The Trend to Homemade Chocolate

Homemade-Chocolate

What makes a good chocolate, how is it made and what is simply customer cheat? Georg Beer (45) wanted to know and research, but also tasted. The owner of Beers Backhaus (Beer himself runs the family business in 5th generation) wrote a book about the results.

As a trained pastry chef, I used to make chocolate myself. Now I wanted to test the worldwide chocolate market – I tried products from 38 countries – and write a book about it.

For this, I have tried three chocolate bars daily, but not completely eaten. In most cases, I was only able to give a piece, five to ten grams maximum. Or half a praline, I have also tested chocolates. And the longer my experiment went, the smaller portions I needed. In very rare cases, if something tasted very good, I then have eaten the entire bar.

At first, I had very good products. And then came a time when a lot of bad chocolates were there. It frustrated me how much bad chocolates – no matter whether expensive or cheap – are on the market. This was also my motive for the book: I want to show the consumer what is good and what is bad.

Even the list of ingredients shows what is good and what is bad. For instance, dark chocolate. If it contains vanillin (not natural vanilla), then it is bad, even the chocolate cannot be good. For whole milk chocolate, you should look at where sugar and cocoa butter are. With a high-quality whole milk chocolate, sugar is never the first priority. For chocolates or refined chocolates, the alarm bells ring when the aromas are used.

Why are many chocolatiers today unable to produce the taste of a strawberry using fruit powder or concentrate in a chocolate? Why does he have to rely on aromas? The demand of the consumers is therefore clear to make the pralines themselves. There are several vendors selling the equipment required for Pralinen selber machen and holding evening and weekend classes.

The cost of concentrates is not much higher than that of aromas

In the conching machine, the chocolate is heated and moved at the same time so that the aromas develop. This can take between eight and 120 hours, the pure Conchier time is, however, no quality feature.

Some companies advertise that they produce their own chocolate. But this is not the case at all. Often is bought up. Some black sheep are even delivered a ready-packaged product to the warehouse. The manufacturers of industrial chocolates are often questionable.

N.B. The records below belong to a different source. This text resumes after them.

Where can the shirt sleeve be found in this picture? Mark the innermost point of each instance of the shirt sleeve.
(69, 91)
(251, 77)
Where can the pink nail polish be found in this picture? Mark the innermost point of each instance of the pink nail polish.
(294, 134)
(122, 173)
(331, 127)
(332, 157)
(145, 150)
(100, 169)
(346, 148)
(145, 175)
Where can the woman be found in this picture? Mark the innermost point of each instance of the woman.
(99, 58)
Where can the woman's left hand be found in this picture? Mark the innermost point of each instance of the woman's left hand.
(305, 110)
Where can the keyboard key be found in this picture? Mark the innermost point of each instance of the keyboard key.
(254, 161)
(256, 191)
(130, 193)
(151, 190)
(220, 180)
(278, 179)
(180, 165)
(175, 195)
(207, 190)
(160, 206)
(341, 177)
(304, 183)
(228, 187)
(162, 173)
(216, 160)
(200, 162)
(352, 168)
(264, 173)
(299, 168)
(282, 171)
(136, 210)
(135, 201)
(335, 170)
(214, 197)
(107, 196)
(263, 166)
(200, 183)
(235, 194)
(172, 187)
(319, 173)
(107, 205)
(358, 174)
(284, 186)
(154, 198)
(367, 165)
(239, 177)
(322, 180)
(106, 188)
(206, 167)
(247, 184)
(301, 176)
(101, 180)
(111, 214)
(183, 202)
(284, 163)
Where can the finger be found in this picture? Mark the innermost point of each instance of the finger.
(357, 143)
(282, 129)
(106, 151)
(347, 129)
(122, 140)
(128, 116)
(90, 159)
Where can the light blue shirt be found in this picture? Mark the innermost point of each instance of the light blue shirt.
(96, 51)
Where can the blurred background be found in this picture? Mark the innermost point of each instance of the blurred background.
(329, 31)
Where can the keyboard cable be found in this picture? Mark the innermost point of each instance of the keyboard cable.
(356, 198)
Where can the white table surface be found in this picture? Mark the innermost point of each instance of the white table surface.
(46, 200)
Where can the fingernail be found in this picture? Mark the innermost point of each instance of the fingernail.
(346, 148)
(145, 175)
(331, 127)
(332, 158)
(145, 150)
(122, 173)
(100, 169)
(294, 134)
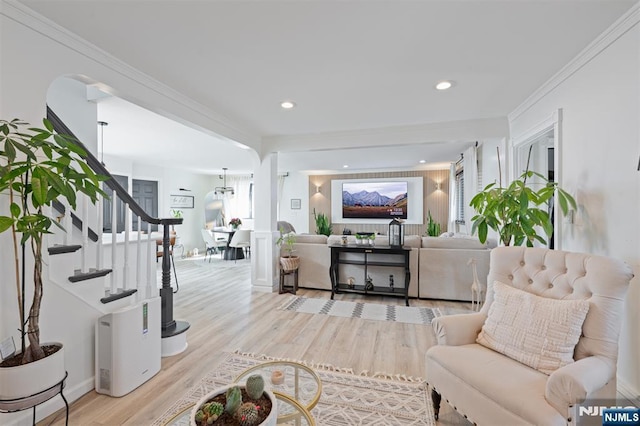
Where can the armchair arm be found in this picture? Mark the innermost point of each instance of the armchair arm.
(572, 383)
(456, 330)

Organic chocolate is booming, but is it also of better quality?

In chocolate production, the biological production of the ingredients is not a quality feature. There is some miraculous cocoa from Jamaica, Venezuela, and Madagascar. The producers there can often not afford the certification of their products according to organic criteria – but the expensive pesticides neither. Say, the chocolate is free from harmful substances anyway, even if it does not bear an organic seal.